COMUNICACIÓN BREVE

On the immunostimulatory hypothesis of cancer

 

Juan Bruzzo, Paula Chiarella, Raúl A. Ruggiero

División Medicina Experimental, Instituto de Investigaciones Hematológicas, IMEX-CONICET, Academia Nacional de Medicina, Buenos Aires

Postal address: Dr. Raúl A. Ruggiero, División Medicina Experimental, Instituto de Investigaciones Hematológicas, IMEX-CONICET, Academia Nacional de Medicina, Pacheco de Melo 3081, 1425 Buenos Aires, Argentina
Fax (54-11) 4803-9475 e-mail: ruloruggiero@yahoo.com.ar

 

---

Abstract
There is a rather generalized belief that the worst possible outcome for the application of immunological therapies against cancer is a null effect on tumor growth. However, a significant body of evidence summarized in the immunostimulatory hypothesis of cancer suggests that, upon certain circumstances, the growth of incipient and established tumors can be accelerated rather than inhibited by the immune response supposedly mounted to limit tumor growth. In order to provide more compelling evidence of this proposition, we have explored the growth behavior characteristics of twelve murine tumors -most of them of spontaneous origin- arisen in the colony of our laboratory, in putatively immunized and control mice. Using classical immunization procedures, 8 out of 12 tumors were actually stimulated in “immunized” mice while the remaining 4 were neither inhibited nor stimulated. Further, even these apparently non-antigenic tumors could reveal some antigenicity if more stringent than classical immunization procedures were used. This possibility was suggested by the results obtained with one of these four apparently non-antigenic tumors: the LB lymphoma. In effect, upon these stringent immunization pretreatments, LB was slightly inhibited or stimulated, depending on the titer of the immune reaction mounted against the tumor, with higher titers rendering inhibition and lower titers rendering tumor stimulation.
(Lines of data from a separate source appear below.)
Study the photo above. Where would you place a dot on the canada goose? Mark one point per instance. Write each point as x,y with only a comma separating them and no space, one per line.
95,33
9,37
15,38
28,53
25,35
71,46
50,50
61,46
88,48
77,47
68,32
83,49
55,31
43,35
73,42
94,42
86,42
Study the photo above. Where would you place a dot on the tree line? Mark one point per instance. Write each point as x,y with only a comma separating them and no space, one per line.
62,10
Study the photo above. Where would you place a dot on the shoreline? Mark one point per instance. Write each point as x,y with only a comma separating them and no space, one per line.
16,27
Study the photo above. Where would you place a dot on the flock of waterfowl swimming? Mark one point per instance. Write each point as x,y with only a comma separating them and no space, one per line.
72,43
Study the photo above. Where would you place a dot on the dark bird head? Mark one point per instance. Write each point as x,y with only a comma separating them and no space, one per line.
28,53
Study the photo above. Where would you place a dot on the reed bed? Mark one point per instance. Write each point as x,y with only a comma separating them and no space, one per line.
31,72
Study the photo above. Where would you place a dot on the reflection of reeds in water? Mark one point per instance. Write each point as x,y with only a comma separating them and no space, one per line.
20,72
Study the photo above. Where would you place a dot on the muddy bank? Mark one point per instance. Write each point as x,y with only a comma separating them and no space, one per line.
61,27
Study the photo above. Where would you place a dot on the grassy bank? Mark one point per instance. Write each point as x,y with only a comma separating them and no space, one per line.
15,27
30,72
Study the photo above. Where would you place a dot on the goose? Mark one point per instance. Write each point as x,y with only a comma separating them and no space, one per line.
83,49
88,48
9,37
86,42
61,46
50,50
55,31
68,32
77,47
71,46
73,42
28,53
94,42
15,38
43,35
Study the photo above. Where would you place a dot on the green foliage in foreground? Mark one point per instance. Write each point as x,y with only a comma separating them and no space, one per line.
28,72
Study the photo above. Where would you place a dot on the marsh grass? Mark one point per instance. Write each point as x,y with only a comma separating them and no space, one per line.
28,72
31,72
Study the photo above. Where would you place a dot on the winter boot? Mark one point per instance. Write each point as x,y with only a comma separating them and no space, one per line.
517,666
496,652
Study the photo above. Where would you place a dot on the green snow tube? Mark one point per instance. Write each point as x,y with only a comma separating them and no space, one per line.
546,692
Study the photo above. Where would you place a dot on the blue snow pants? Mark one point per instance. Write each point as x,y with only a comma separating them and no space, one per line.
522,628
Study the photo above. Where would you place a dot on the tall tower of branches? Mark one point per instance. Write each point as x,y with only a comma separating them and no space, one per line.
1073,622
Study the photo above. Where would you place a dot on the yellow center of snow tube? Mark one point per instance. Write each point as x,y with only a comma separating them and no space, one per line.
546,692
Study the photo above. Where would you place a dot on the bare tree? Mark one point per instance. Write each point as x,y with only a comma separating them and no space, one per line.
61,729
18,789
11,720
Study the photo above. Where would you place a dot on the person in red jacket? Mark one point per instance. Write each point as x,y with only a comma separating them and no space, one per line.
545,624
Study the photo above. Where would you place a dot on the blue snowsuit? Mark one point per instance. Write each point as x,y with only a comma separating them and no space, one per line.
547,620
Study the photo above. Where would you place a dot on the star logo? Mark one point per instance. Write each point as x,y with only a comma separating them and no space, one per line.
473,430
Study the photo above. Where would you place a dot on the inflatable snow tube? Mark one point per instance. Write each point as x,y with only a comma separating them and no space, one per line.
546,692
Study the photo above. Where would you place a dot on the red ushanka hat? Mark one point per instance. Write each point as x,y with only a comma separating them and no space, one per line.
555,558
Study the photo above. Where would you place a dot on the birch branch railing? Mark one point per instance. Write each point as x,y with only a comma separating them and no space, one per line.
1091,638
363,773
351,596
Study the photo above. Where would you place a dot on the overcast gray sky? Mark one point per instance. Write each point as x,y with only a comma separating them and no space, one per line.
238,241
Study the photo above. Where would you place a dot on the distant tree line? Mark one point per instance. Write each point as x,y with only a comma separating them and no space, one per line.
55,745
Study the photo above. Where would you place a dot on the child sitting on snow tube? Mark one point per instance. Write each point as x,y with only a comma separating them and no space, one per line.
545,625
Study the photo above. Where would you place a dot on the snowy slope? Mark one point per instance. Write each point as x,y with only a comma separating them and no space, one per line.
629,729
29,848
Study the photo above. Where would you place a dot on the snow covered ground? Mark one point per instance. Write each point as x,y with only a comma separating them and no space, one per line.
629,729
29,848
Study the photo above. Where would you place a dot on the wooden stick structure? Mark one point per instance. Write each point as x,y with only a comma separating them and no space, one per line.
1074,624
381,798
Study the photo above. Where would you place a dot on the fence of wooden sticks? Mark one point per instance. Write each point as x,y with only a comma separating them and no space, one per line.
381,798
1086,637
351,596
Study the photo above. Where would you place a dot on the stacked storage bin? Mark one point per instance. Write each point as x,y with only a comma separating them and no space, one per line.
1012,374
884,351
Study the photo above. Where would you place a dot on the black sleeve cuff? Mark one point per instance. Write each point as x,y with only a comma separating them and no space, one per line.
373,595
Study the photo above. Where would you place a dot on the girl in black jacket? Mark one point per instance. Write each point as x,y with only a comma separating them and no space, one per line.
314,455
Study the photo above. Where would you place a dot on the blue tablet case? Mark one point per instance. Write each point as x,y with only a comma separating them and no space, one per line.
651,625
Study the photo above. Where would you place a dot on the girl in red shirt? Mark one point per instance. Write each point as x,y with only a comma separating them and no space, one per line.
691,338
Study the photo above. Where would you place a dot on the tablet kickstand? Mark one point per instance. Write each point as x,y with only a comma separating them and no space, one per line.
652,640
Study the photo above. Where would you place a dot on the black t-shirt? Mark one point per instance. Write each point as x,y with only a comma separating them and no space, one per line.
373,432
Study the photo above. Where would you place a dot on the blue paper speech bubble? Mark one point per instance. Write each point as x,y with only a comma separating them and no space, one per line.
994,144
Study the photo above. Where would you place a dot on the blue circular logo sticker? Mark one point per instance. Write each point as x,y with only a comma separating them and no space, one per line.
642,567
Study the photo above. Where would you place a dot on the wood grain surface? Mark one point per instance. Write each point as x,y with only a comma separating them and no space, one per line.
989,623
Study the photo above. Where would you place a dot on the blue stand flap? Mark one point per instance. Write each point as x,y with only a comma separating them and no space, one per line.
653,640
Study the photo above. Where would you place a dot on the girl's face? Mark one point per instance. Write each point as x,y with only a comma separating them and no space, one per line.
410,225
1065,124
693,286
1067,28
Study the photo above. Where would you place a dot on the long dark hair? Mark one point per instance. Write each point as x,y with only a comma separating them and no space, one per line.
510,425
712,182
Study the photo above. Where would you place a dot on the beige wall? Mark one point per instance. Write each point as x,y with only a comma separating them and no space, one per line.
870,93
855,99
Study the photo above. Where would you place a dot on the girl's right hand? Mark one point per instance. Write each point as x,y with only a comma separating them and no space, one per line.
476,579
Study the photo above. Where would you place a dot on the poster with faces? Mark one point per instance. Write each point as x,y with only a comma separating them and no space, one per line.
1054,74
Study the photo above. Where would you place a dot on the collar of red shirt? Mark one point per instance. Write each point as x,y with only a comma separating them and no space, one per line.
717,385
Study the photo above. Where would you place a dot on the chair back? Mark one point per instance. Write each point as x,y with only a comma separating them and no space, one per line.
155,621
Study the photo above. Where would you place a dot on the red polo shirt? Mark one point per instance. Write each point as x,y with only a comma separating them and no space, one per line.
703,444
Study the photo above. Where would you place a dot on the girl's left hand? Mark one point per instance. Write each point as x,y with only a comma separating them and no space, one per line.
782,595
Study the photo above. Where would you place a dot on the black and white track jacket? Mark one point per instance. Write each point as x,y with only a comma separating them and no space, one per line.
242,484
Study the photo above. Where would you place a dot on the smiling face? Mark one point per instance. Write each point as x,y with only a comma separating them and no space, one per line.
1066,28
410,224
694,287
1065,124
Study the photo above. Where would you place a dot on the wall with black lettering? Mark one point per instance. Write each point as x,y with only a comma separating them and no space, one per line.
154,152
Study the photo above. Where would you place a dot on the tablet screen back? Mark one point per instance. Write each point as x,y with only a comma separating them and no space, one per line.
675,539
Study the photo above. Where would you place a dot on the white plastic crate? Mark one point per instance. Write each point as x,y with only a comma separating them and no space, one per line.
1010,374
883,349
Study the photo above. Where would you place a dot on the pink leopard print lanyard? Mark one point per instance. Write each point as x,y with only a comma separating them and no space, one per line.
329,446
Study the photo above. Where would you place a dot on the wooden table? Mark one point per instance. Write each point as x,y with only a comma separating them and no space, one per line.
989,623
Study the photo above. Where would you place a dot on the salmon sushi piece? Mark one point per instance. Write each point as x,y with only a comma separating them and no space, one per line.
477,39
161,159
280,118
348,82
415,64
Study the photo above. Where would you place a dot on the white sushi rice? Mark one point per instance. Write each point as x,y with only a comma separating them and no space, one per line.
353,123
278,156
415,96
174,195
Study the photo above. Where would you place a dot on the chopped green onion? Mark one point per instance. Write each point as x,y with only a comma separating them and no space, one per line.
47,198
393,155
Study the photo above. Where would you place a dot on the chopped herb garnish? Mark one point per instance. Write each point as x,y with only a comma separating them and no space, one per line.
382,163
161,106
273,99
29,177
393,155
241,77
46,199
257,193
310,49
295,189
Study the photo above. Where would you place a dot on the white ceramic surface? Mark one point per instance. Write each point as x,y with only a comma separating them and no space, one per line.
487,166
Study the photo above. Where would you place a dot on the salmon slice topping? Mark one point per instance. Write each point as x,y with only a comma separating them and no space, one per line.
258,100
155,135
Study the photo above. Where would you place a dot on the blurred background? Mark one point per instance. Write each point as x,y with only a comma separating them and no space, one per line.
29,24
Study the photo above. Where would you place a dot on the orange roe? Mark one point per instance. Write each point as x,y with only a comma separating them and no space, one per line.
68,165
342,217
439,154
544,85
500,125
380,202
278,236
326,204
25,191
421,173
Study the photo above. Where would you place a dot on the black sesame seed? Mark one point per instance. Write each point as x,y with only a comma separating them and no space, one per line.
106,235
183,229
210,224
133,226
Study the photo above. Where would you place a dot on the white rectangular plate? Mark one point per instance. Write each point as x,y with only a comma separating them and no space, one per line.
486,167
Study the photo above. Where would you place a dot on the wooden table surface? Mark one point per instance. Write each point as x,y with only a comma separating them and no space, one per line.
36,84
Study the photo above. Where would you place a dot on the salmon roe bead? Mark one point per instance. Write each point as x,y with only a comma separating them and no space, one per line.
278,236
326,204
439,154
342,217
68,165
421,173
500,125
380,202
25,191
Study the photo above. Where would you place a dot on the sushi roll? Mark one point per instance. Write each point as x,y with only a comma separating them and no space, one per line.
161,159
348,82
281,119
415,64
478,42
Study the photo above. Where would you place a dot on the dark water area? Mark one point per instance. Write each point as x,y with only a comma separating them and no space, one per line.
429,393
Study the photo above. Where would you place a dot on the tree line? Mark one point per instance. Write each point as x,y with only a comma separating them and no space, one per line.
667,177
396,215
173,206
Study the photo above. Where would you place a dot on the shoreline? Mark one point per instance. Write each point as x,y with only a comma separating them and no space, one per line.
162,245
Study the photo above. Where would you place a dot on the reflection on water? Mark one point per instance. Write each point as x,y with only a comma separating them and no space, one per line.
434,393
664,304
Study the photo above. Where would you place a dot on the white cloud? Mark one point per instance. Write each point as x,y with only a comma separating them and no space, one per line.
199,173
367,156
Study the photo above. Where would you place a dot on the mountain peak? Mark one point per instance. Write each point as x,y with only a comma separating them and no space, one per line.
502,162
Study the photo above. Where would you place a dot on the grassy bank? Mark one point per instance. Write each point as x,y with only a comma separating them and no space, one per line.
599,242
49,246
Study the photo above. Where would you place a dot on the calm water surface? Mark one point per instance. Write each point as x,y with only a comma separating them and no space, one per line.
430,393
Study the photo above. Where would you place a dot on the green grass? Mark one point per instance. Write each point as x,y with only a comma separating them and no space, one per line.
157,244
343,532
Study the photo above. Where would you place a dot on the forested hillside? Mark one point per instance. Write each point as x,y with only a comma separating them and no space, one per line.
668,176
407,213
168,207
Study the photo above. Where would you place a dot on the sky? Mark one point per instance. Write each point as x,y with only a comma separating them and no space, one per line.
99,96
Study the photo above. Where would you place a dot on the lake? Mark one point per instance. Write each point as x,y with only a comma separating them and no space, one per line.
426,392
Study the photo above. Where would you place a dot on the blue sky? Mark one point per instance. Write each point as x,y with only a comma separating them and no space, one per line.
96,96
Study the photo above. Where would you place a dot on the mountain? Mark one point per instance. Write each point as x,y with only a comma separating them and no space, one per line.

All the above results are consistent with the immunostimulatory hypothesis that entails the important therapeutic implications -contrary to the orthodoxy- that, anti-tumor vaccines may run a real risk of doing harm if the vaccine-induced immunity is too weak to move the reaction into the inhibitory part of the immune response curve and that, a slight and prolonged immunodepression -rather than an immunostimulation- might interfere with the progression of some tumors and thus be an aid to cytotoxic therapies.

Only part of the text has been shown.